For a stable, shared profile across runs (persistent login state, preserved history), omit isolated and use profileName / userDataDir instead.

SSRF policy (navigating agent-supplied URLs)

By default, browserclaw permits navigation to any address — including private/loopback ranges such as 127.0.0.1, 10.0.0.0/8, and cloud metadata endpoints like 169.254.169.254. This "trusted-network" default is convenient for local development and dev-tunnel workflows.
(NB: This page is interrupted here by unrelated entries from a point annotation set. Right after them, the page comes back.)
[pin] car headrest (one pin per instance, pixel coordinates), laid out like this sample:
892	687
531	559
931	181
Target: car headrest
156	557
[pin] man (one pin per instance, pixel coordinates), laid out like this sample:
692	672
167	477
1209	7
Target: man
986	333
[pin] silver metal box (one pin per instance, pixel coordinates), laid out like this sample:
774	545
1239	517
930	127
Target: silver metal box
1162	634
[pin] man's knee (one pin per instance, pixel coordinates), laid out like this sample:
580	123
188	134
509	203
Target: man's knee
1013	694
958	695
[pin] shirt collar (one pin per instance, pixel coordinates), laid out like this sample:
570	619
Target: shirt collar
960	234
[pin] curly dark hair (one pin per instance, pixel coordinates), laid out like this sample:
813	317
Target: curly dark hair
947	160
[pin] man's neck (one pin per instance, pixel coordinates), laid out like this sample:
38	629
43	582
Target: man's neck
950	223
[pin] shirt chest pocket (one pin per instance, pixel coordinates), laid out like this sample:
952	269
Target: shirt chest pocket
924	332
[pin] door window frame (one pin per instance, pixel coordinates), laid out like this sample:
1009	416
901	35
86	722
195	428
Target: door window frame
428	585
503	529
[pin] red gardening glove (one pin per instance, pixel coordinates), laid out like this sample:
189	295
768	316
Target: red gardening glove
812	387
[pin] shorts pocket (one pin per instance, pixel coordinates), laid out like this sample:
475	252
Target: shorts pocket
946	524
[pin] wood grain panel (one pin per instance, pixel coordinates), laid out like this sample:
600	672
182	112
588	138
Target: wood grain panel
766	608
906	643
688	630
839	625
If your agent navigates to URLs it received from an untrusted source (LLM output, user input, external API), you should opt into strict public-only enforcement:

const browser = await BrowserClaw.launch({
  ssrfPolicy: {
    dangerouslyAllowPrivateNetwork: false, // block loopback, RFC1918, link-local, metadata endpoints
    hostnameAllowlist: ['*.example.com'], // optional allowlist
    allowedHostnames: ['internal.myapp.com'], // optional private-IP exceptions
  },
});

Under strict mode browserclaw resolves DNS up front, pins the result, validates every resolved address against the policy, and re-checks redirect chains. The DNS cache is keyed by policy, so a permissive call does not leak cached private IPs to a later strict call.

Pages & Tabs

const page = await browser.open('https://demo.playwright.dev/todomvc');
const current = await browser.currentPage(); // get first usable (non-blank) tab
const tabs = await browser.tabs(); // list all tabs
const handle = browser.page(tabs[0].targetId); // wrap existing tab
const appPage = await browser.waitForTab({ urlContains: 'app-web' });
await browser.focus(tabId); // bring tab to front
await browser.close(tabId); // close a tab
await browser.stop(); // stop browser + cleanup

page.id; // CDP target ID (use with focus/close/page)
await page.url(); // current page URL
await page.title(); // current page title
browser.url; // CDP endpoint URL

Recovering tab handles

Tab handles can get out of sync if the app rewrites its URL aggressively or replaces the top-level target. Use the recovery primitives to re-bind a CrawlPage without having to restart the session:

// Attempts to refresh the cached targetId, optionally falling back to the
// best-effort resolver if the original target is gone.
await page.refreshTargetId();
await page.refreshTargetId({ fallback: 'active' });

// Rebind the handle using the best-effort resolver: prefers the old
// targetId, then the old URL, then a non-blank tab, then any tab.
await page.reacquire();

Contract — heuristic by design: These resolvers do not query Chrome's focused tab; CDP doesn't expose that cleanly over connect-over-CDP. They apply a fixed preference order — old targetId → old URL → first non-blank accessible tab → any accessible tab — and that order is the contract. Use them for recovery after a target has been lost; don't use them to "ask which tab the human is looking at." When you need deterministic tab selection, capture the targetId up front via browser.open() / browser.waitForTab() / browser.tabs() and keep using that handle.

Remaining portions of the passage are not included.